Baca juga: Peringati 100 Tahun Teungku Hasan Tiro, Buku The Price of Freedom Terjemahan Haekal Afifa Dibedah
Intelektual dan sastrawan di tengah perang
Pengetahuan sejarahnya yang mumpuni menjadi pondasi bagi perjuangannya.
Ia meyakini bahwa Aceh tidak pernah menyerah kepada penjajah Belanda, dan perlawanannya adalah kelanjutan dari sejarah kedaulatan yang pernah dimiliki.
Ia menuangkan semua ide perjuangan gerilya dan diplomatik dalam beberapa buku, seperti Acheh in World History (1968) dan The Struggle for Free Acheh (1976), yang efektif membuka mata dunia tentang kedaulatan Aceh.
Namun, yang paling otentik adalah tulisannya dalam naskah drama "The Drama of Achehness History”.
Tulisan tersebut dituangkan Hasan Tiro di tengah medan gerilya yang penuh tantangan, membuktikan bahwa dirinya memang seorang sastrawan handal.
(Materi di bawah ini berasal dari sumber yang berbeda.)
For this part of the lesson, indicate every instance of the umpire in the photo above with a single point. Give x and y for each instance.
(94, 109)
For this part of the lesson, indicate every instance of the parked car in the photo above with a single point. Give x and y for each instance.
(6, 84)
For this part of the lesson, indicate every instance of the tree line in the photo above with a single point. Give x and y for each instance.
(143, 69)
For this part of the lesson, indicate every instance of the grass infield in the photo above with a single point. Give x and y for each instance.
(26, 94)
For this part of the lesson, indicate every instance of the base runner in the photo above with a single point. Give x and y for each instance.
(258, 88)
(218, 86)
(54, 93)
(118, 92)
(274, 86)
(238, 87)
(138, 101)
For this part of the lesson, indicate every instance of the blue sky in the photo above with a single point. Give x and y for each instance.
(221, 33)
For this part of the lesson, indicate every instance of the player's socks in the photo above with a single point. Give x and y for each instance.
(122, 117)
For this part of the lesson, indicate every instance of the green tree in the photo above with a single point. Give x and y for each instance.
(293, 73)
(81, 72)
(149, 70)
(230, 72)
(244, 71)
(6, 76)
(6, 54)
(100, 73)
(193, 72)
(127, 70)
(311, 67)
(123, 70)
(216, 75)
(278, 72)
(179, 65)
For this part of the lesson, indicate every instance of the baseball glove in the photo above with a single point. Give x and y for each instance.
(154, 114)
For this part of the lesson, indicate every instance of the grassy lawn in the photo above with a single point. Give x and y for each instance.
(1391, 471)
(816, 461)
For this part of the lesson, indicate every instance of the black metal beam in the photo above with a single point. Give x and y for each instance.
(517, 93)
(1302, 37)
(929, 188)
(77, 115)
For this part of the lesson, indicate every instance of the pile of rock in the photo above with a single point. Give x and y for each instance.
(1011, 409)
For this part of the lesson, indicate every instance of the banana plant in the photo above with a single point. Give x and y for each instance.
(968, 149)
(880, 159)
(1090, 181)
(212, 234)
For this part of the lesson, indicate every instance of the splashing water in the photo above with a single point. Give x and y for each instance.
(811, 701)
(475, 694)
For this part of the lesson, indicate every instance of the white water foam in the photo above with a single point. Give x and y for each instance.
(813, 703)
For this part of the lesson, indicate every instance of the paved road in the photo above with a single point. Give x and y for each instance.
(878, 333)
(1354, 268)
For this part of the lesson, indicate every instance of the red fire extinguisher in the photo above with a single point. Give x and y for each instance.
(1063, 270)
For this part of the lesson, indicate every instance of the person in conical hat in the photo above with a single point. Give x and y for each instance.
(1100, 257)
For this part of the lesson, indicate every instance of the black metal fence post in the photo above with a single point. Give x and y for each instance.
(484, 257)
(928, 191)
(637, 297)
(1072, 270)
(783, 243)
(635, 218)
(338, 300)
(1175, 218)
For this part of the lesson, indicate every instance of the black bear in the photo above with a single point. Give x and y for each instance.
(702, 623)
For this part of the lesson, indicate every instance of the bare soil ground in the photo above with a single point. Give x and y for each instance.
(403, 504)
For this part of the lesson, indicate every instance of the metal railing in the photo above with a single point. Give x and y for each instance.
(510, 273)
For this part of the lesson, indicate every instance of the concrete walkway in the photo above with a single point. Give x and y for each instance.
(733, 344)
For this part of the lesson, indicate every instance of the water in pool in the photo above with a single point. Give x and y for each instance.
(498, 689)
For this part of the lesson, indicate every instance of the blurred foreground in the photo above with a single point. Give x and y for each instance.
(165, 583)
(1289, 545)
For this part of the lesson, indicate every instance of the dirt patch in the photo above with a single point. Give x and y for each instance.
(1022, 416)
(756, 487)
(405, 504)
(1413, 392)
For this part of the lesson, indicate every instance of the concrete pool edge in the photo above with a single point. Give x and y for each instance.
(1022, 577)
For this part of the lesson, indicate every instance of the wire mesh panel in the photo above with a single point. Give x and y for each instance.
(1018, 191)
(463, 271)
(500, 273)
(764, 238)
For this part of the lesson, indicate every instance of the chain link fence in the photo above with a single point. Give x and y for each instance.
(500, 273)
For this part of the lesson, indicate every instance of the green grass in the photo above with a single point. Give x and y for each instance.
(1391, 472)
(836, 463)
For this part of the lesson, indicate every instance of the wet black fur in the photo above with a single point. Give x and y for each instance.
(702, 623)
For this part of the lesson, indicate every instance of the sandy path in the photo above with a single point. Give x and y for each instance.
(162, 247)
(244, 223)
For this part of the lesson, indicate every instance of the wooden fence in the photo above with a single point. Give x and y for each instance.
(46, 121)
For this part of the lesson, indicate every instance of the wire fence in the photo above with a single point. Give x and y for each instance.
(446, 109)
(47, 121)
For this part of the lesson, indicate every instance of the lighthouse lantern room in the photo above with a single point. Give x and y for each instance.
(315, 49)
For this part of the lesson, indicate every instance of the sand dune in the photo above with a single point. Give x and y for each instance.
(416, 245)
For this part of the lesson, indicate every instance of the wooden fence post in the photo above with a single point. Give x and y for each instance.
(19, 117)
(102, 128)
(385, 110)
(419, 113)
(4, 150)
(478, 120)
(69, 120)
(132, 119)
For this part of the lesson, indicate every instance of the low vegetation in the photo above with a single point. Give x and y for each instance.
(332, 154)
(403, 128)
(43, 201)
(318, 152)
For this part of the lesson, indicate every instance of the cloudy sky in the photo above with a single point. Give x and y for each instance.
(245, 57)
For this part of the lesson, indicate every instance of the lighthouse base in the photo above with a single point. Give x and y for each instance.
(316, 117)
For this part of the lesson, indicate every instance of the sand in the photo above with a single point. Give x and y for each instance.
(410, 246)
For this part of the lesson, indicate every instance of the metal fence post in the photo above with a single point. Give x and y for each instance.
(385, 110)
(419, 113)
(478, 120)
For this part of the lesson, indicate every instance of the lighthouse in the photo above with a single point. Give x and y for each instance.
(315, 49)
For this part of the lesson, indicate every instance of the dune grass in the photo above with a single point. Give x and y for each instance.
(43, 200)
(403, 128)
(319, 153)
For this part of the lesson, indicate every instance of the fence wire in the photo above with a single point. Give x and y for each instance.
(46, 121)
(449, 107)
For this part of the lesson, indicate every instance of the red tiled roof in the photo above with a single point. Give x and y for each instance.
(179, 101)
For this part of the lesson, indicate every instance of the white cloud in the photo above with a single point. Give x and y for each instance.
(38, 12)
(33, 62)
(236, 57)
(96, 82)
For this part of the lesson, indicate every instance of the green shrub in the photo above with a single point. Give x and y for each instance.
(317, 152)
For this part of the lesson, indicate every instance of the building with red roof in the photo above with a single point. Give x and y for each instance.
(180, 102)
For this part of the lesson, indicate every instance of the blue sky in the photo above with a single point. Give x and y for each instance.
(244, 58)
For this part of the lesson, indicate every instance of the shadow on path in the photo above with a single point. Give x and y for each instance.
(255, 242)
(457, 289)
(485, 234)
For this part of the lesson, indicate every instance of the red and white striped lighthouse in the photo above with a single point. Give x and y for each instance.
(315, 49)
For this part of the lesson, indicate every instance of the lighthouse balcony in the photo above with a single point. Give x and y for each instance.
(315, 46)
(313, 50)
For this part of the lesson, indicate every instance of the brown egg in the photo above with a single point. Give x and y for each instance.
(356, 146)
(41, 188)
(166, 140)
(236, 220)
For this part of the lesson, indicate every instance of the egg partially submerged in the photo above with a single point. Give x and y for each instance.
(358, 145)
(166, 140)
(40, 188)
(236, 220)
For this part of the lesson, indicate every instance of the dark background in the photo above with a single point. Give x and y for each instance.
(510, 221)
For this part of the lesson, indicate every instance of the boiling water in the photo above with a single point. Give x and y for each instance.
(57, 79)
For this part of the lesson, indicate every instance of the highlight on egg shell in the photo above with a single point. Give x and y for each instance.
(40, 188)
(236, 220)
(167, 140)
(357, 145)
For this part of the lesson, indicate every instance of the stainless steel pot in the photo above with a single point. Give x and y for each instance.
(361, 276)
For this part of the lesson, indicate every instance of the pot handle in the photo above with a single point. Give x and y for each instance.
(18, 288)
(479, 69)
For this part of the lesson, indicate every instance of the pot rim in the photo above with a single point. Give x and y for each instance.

Naskah drama epik tersebut diketik dengan ketekunan luar biasa, mulai dari pukul 7 pagi hingga 6 sore.
Bahkan sesekali ia harus berhenti, ketika pengawal memberitahu bahwa pasukan musuh sedang mendekat.
“Kadang-kadang ketika Teungku mengetik, seorang pengawal dari balai penjagaan mesti mendatanganinya untuk menyuruh Tengku berhenti mengetik karena penjaga melihat pasukan musuh yang lewat dekat mereka,” kata mantan Menteri Pendidikan Negara Aceh Sumatera, Dr Husaini M Hasan MD dalam bab pendahuluan naskah tersebut.
Naskah drama tersebut kemudian diangkat menjadi sandiwara radio, dengan para prajurit GAM sebagai pemainnya, untuk menyebarkan semangat perjuangan.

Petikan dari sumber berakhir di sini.